The big transfer of videos to the national library will happen by the summer despite challenges thrown up by the pandemic. One cost of the COVID crisis, however, is that the interview stage of the project — which was meant to involve several more people — was brought to an abrupt stop.

“When the pandemic started we were still interviewing, and in January and February 2020 we did 15 to 20 interviews and we did a handful in the course of summer when things opened up,” said Halivni. “But that was it, and when the fall lockdown started interviewing pretty much stopped.”

Nevertheless, Halivni has gathered more interviews than he ever imagined since he graduated with a degree in history from Yeshiva University.

He began shortly after Steven Spielberg’s launch of the Survivors of the Shoah Visual History Foundation to record the memories of Holocaust survivors, wanting to do something similar for the State of Israel’s founding generation.

Harold Katz, who served in the Second World War that volunteered for Aliyah Bet (Photo via Nathan Jeffay)

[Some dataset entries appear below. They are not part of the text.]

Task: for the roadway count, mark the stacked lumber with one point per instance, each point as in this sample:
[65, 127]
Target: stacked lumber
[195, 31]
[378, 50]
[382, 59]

Halivni made aliyah from the US in 2002, and five years later launched Toldot Yisrael, Hebrew for “the chronicles of Israel”.

He consulted British-born Yehuda Avner, the Israeli prime ministerial advisor and diplomat, who guided him and sat on the organisation’s steering committee.

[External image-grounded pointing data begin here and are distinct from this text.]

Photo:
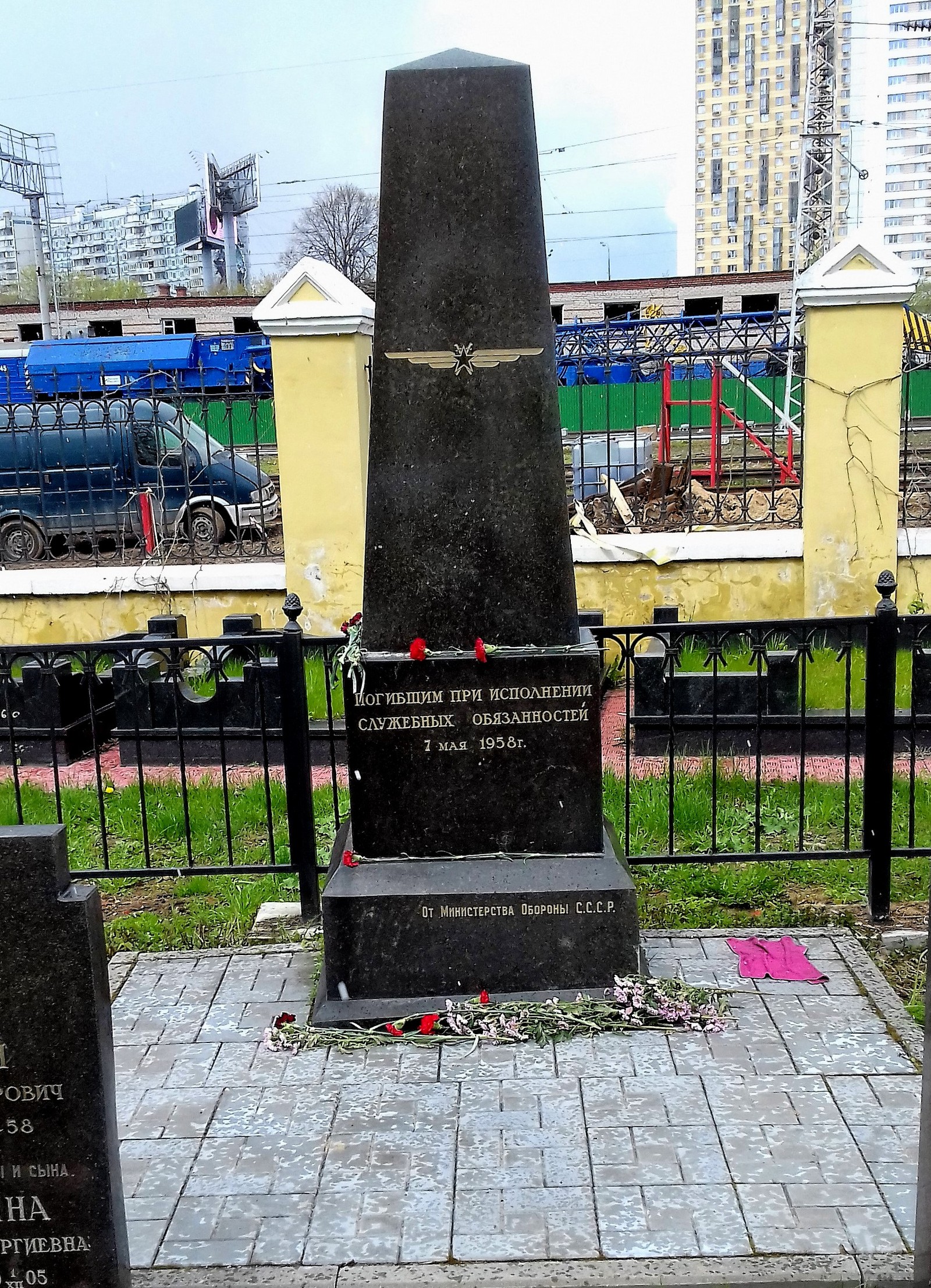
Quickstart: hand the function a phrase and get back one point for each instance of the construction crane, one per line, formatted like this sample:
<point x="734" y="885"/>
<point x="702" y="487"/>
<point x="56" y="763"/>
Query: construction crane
<point x="819" y="136"/>
<point x="23" y="171"/>
<point x="815" y="217"/>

Avner, who died in 2015, was an interviewee, as was the late Arieh Handler, founder of British Bnei Akiva, and one of the invited guests at the Declaration of Independence.

“Mr Handler was one of the very first interviewees, and was fantastic in terms of describing how it was at the centre of things as history was being made,” Halivni reflects.

Remembering Balfour

Some of the interviews took Halivni back long before Israel’s establishment. “Only a handful of interviewees were born in the first decade of the 20th century.”

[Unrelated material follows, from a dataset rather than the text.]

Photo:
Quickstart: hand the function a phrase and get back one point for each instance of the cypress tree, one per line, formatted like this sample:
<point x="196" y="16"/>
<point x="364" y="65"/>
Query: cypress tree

One of them, the late Chaim Savitzky, recalled the momentous news of the 1917 Balfour Declaration in their interview.

“Savitzky, born in 1907 in Baranovitz, then in Poland and now in Belarus, was 10 years old. ‘We felt we had a country,’ he stated, telling us that the Balfour Declaration was delivered on a Friday, and in synagogue that night a particular prayer was infused with new meaning: ‘Let our eyes behold Your return to Zion.’”

Chaim Savitzsky (left) remembers the moment he heard about the 1917 Balfour Declaration (Photo via Nathan Jeffay)

Halivni said that he believes the stories have the power to make people think, raise questions, and also become inspired. He came to look up to several of the interviewees, especially Harold Katz.

Raised in Terra Haute, Indiana, Katz was valedictorian of his high school, and attended Harvard.

After serving in the Navy during the Second World War, he returned to Harvard for law school, but dropped out to volunteer for Aliyah Bet, the operation to bring Holocaust refugees past the British blockade into Palestine.

“We couldn’t just sit in law school while this was going on,” Katz saysin an interview. “This was history being made.”

Halivni remembers: “Harold was one of the first people we reached out to when we started interviewing in June 2007.

“His story was captivating, his speech was eloquent and refined, and his account resonated with me in a very powerful way.

“Our shared American Jewish background allowed me to imagine myself in his shoes.

“The courage he had to act on his convictions inspires me to this day.”